High Enrollers

When the economy is down, people go back to college. That rule of thumb is as true now as it has been in past downturns, and for-profit institutions especially have been reaping the benefits, according to new data from the U.S. Education Department.

In fall 2009, during one of the most devastating years of the current financial crisis, 7.1 percent more students enrolled in college than had the previous fall, according to data released Wednesday by the National Center for Education Statistics (NCES). And while all types of institutions — public, private nonprofit, and private for-profit — saw a bump, for-profit institutions easily outpaced the other sectors, growing their rolls by nearly 25 percent and their revenues by 21 percent, the federal study found.

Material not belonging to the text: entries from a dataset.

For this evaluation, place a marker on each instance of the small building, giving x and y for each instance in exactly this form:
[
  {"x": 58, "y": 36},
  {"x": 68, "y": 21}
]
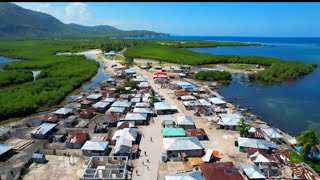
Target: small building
[
  {"x": 87, "y": 113},
  {"x": 76, "y": 140},
  {"x": 190, "y": 146},
  {"x": 138, "y": 118},
  {"x": 199, "y": 133},
  {"x": 188, "y": 175},
  {"x": 71, "y": 121},
  {"x": 218, "y": 101},
  {"x": 107, "y": 168},
  {"x": 173, "y": 132},
  {"x": 164, "y": 108},
  {"x": 185, "y": 122},
  {"x": 272, "y": 134},
  {"x": 220, "y": 170},
  {"x": 39, "y": 158},
  {"x": 63, "y": 112},
  {"x": 101, "y": 106},
  {"x": 95, "y": 148},
  {"x": 94, "y": 97},
  {"x": 43, "y": 131},
  {"x": 245, "y": 143}
]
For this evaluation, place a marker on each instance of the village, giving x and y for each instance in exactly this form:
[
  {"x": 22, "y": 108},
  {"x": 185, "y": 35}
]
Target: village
[{"x": 148, "y": 122}]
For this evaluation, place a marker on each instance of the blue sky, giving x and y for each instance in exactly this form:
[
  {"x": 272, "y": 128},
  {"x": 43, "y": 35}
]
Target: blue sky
[{"x": 203, "y": 19}]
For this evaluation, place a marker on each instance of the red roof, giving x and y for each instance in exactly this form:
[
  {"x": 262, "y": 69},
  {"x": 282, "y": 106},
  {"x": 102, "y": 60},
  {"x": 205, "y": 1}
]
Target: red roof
[{"x": 220, "y": 170}]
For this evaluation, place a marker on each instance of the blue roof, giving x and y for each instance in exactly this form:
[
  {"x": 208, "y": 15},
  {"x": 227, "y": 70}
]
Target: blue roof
[{"x": 298, "y": 148}]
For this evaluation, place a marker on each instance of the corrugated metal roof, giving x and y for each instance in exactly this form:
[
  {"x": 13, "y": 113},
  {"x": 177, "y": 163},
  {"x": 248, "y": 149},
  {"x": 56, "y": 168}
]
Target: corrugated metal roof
[
  {"x": 182, "y": 143},
  {"x": 43, "y": 128},
  {"x": 4, "y": 148},
  {"x": 95, "y": 145},
  {"x": 173, "y": 132}
]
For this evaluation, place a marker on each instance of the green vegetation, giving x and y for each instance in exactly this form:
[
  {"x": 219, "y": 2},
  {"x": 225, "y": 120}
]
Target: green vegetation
[
  {"x": 60, "y": 74},
  {"x": 15, "y": 77},
  {"x": 241, "y": 66},
  {"x": 297, "y": 158},
  {"x": 278, "y": 70},
  {"x": 243, "y": 128},
  {"x": 220, "y": 76},
  {"x": 309, "y": 142}
]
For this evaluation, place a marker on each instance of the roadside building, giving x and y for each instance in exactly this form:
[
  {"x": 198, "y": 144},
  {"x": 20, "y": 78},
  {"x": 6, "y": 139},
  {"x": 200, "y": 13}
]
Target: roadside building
[
  {"x": 220, "y": 170},
  {"x": 189, "y": 146},
  {"x": 95, "y": 148},
  {"x": 76, "y": 140},
  {"x": 173, "y": 132},
  {"x": 43, "y": 131},
  {"x": 185, "y": 122},
  {"x": 63, "y": 112}
]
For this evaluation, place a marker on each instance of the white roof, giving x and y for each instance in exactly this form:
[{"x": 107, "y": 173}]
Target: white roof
[
  {"x": 163, "y": 106},
  {"x": 272, "y": 133},
  {"x": 142, "y": 104},
  {"x": 135, "y": 117},
  {"x": 204, "y": 102},
  {"x": 185, "y": 120},
  {"x": 43, "y": 128},
  {"x": 95, "y": 145},
  {"x": 191, "y": 175},
  {"x": 101, "y": 104},
  {"x": 94, "y": 96},
  {"x": 188, "y": 97},
  {"x": 131, "y": 123},
  {"x": 128, "y": 133},
  {"x": 109, "y": 99},
  {"x": 4, "y": 148},
  {"x": 255, "y": 143},
  {"x": 182, "y": 143},
  {"x": 253, "y": 171},
  {"x": 121, "y": 104},
  {"x": 142, "y": 110},
  {"x": 116, "y": 109},
  {"x": 216, "y": 101},
  {"x": 63, "y": 111}
]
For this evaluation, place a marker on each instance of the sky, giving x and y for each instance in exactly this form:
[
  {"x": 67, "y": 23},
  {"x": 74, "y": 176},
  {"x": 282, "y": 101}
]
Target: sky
[{"x": 195, "y": 19}]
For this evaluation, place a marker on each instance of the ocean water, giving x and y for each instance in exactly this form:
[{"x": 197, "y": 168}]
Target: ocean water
[{"x": 292, "y": 106}]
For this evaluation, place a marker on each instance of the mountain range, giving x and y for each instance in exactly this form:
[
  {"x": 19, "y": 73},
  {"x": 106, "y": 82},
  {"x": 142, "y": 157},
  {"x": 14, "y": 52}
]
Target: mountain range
[{"x": 17, "y": 21}]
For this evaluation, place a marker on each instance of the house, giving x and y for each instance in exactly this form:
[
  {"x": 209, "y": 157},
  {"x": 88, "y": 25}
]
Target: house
[
  {"x": 87, "y": 113},
  {"x": 71, "y": 121},
  {"x": 167, "y": 121},
  {"x": 6, "y": 151},
  {"x": 252, "y": 171},
  {"x": 188, "y": 175},
  {"x": 129, "y": 72},
  {"x": 190, "y": 146},
  {"x": 220, "y": 170},
  {"x": 244, "y": 143},
  {"x": 164, "y": 108},
  {"x": 63, "y": 112},
  {"x": 76, "y": 140},
  {"x": 229, "y": 121},
  {"x": 95, "y": 148},
  {"x": 138, "y": 118},
  {"x": 199, "y": 133},
  {"x": 185, "y": 122},
  {"x": 43, "y": 131},
  {"x": 101, "y": 106},
  {"x": 173, "y": 132},
  {"x": 272, "y": 134},
  {"x": 106, "y": 167},
  {"x": 218, "y": 102}
]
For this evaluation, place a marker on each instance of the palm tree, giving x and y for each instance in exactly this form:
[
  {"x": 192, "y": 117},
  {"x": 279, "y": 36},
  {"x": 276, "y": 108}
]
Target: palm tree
[
  {"x": 243, "y": 128},
  {"x": 152, "y": 97},
  {"x": 309, "y": 142}
]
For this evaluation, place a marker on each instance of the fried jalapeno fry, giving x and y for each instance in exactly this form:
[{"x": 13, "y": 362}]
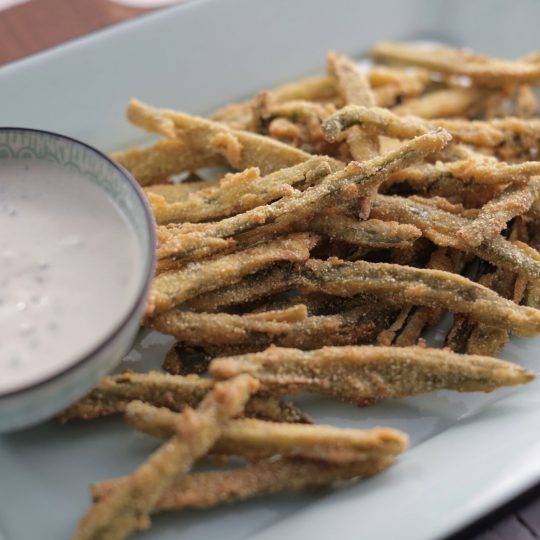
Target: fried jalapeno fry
[
  {"x": 263, "y": 477},
  {"x": 343, "y": 215},
  {"x": 115, "y": 392},
  {"x": 481, "y": 69},
  {"x": 256, "y": 439},
  {"x": 176, "y": 286},
  {"x": 365, "y": 374},
  {"x": 127, "y": 508}
]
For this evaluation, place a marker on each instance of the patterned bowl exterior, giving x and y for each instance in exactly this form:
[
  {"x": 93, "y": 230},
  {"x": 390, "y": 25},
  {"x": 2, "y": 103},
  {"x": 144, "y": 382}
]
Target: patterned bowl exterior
[{"x": 37, "y": 402}]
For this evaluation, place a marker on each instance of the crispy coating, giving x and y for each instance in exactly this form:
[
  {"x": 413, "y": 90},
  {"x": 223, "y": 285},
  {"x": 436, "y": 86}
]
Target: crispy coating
[
  {"x": 176, "y": 286},
  {"x": 156, "y": 163},
  {"x": 354, "y": 88},
  {"x": 488, "y": 171},
  {"x": 397, "y": 283},
  {"x": 127, "y": 507},
  {"x": 420, "y": 286},
  {"x": 358, "y": 324},
  {"x": 441, "y": 228},
  {"x": 472, "y": 337},
  {"x": 300, "y": 207},
  {"x": 481, "y": 69},
  {"x": 239, "y": 192},
  {"x": 366, "y": 373},
  {"x": 175, "y": 250},
  {"x": 240, "y": 149},
  {"x": 494, "y": 215},
  {"x": 516, "y": 133},
  {"x": 372, "y": 232},
  {"x": 207, "y": 489},
  {"x": 171, "y": 193},
  {"x": 390, "y": 84},
  {"x": 277, "y": 278},
  {"x": 420, "y": 318},
  {"x": 114, "y": 392},
  {"x": 444, "y": 103},
  {"x": 256, "y": 439},
  {"x": 526, "y": 101}
]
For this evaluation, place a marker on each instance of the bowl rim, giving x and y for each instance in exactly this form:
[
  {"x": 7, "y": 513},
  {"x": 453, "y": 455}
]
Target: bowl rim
[{"x": 142, "y": 291}]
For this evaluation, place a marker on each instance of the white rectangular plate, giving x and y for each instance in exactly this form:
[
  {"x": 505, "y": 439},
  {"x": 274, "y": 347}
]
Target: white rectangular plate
[{"x": 470, "y": 452}]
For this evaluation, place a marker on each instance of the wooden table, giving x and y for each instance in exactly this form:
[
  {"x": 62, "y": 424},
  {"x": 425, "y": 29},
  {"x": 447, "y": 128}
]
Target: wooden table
[{"x": 33, "y": 26}]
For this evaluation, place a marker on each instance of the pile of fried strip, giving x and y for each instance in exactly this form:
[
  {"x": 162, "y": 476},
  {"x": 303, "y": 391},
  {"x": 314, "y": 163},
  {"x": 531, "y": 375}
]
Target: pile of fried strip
[{"x": 356, "y": 210}]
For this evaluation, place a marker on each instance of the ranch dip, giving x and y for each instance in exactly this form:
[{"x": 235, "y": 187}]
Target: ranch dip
[{"x": 66, "y": 279}]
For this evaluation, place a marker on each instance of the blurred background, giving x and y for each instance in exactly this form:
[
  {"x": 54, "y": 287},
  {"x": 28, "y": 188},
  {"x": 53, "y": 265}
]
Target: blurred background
[{"x": 29, "y": 26}]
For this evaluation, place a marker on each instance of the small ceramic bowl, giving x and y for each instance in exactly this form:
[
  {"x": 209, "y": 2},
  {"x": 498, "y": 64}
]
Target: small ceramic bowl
[{"x": 31, "y": 404}]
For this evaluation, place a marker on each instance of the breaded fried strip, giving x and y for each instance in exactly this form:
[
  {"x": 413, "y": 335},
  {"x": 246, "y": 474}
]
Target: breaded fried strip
[
  {"x": 176, "y": 192},
  {"x": 371, "y": 232},
  {"x": 366, "y": 373},
  {"x": 175, "y": 392},
  {"x": 486, "y": 171},
  {"x": 354, "y": 88},
  {"x": 481, "y": 69},
  {"x": 240, "y": 149},
  {"x": 526, "y": 101},
  {"x": 176, "y": 286},
  {"x": 389, "y": 84},
  {"x": 419, "y": 286},
  {"x": 513, "y": 131},
  {"x": 358, "y": 324},
  {"x": 127, "y": 508},
  {"x": 207, "y": 489},
  {"x": 240, "y": 192},
  {"x": 441, "y": 228},
  {"x": 175, "y": 248},
  {"x": 156, "y": 163},
  {"x": 428, "y": 316},
  {"x": 256, "y": 439},
  {"x": 240, "y": 115},
  {"x": 444, "y": 103},
  {"x": 267, "y": 282},
  {"x": 493, "y": 216},
  {"x": 470, "y": 336},
  {"x": 300, "y": 207}
]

Even as they prepared to gird themselves against stingy allocations from cash-poor state legislators, the nation’s public institutions grew by 6 percent — a modest rate compared to the for-profits, but substantial as far as raw numbers. Public institutions added 844,273 students to the commercial colleges’ 441,463; both owe their growth at least in part to the continuing boom in online education, a medium that both have embraced.

It was a less auspicious fall for private nonprofit institutions, which grew by 2.8 percent (106,695 students) and saw their stock portfolios spontaneously combust. After seeing their investments return $6.5 billion in fiscal year 2008, private nonprofit colleges stood by helplessly as their portfolios lost $64 billion in fiscal year 2009. (Public institutions lost $8 billion on their investments that year. For-profits actually saw a $35 million return, although they raked in most of their total $14.8 billion in revenue from tuition and fees.)

The for-profits, which have been steadily gobbling up student market share for years, officially cracked double digits for the first time, accounting for 10.6 percent of all postsecondary students in the country in fall 2009.